Dengan senang hati, Emily pun menerimanya. Gadis itu memandangi kartu IDnya sesaat, kemudian mengerutkan keningnya heran. "Kupikir kau juga tidak terlalu pintar," gumam Emily.
"Hei, apa maksudmu?" Leo tiba-tiba memanggilnya dengan nada menuntut.
"Entahlah. Kupikir aku yang harus menanyakan apa maksudmu." Emily menyunggingkan senyum nakal. "Kau mengejekku kecil karena tinggiku di bawah seratus enam puluh sentimeter, kan? Maka kau menulis namaku Zhang Xiǎo Emily, bukannya Zhang Xiào Emily. Hehe… aku tak menyangka bahwa kau dapat menuliskan hal-hal menggelikan seperti itu," lanjut Emily cekikikan.

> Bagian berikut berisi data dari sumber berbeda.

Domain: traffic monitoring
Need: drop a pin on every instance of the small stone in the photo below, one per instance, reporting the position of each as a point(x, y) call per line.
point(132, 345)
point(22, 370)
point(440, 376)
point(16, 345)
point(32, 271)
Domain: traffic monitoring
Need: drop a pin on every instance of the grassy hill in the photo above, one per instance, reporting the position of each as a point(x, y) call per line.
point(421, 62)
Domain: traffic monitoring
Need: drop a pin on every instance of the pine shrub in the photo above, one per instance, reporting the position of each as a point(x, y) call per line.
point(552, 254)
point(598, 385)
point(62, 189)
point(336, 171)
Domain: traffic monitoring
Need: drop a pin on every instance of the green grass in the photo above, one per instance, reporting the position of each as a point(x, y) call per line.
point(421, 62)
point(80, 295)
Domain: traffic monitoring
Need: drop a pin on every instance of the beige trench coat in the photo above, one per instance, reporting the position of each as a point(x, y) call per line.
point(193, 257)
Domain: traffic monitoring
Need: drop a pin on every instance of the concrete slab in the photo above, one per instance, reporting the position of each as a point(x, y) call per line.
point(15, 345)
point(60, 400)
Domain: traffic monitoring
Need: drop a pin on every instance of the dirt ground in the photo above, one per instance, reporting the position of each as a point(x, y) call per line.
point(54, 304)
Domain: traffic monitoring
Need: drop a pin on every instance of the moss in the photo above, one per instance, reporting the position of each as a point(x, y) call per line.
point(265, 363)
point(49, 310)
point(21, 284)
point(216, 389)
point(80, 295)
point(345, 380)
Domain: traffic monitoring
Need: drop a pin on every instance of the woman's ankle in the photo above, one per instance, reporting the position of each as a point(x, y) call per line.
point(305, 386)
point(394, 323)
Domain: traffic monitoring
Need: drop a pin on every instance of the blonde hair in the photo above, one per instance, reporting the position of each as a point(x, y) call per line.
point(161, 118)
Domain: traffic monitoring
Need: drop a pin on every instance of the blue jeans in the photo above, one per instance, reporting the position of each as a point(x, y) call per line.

"Aiya … Emily. Kupikir itu salahmu sendiri karena kau tak pernah melafalkan namamu dengan jelas. Mungkin kau sudah terlalu lama berdomisili di Singapore maka kau melupakan bahasa Mandarin? Huh… aku tak bertanggung jawab untuk itu," kesal Leo.
"Baiklah, baiklah. Kau tidak perlu menganggapnya serius. I was kidding. Aku akan meminta pembetulannya kepada bagian HRD nanti. Selamat tinggal, aku akan memulai pekerjaanku," ucap Emily sambil mengusap lengan Leo yang sukses dibuatnya emosi.
"Yeah … baiklah. Selamat bekerja," balas Leo seraya melambaikan tangannya sekilas, kemudian berbalik menuju ruangannya.
Tanpa Emily sadari, kedua sudut bibirnya bergerak ke atas, membentuk lengkungan lembah yang manis. Mengabaikan perasaan baru yang muncul di pikirannya, Emily segera mencoba kartu ID versi typo yang baru saja didapatkannya tadi dengan menggesekkannya pada bagian detektor.
Huh… untung saja ini masih bisa digunakan.
***
Di ruangannya yang berada pada sudut Departemen Kreatif, Emily sedang menata posisi desain barunya di sebuah patung model berwarna hitam.
"Emily, waktunya makan siang." Tiba-tiba, suara seorang rekan desainer membuyarkan konsentrasi Emily yang tengah menikmati pekerjaannya.
"Terima kasih, Katherine. Aku akan menyusulmu nanti. Kini aku sedang memperbaiki letak desain terbaru kita," sahut Emily bersemangat.
"Baiklah. Bersenang-senanglah. Jangan terlalu memaksakan diri," balas Katherine—desainer atasan Emily—singkat, kemudian bergabung dengan teman-teman lainnya.
"Tentu." Emily pun lanjut merapikan bagian bawah sample pakaian terbaru itu, kemudian membawanya ke tempat display. Bekerja sebagai desainer maupun fashionist adalah hal yang sangat menarik bagi Emily, sehingga ia selalu menikmati apapun yang dikerjakannya.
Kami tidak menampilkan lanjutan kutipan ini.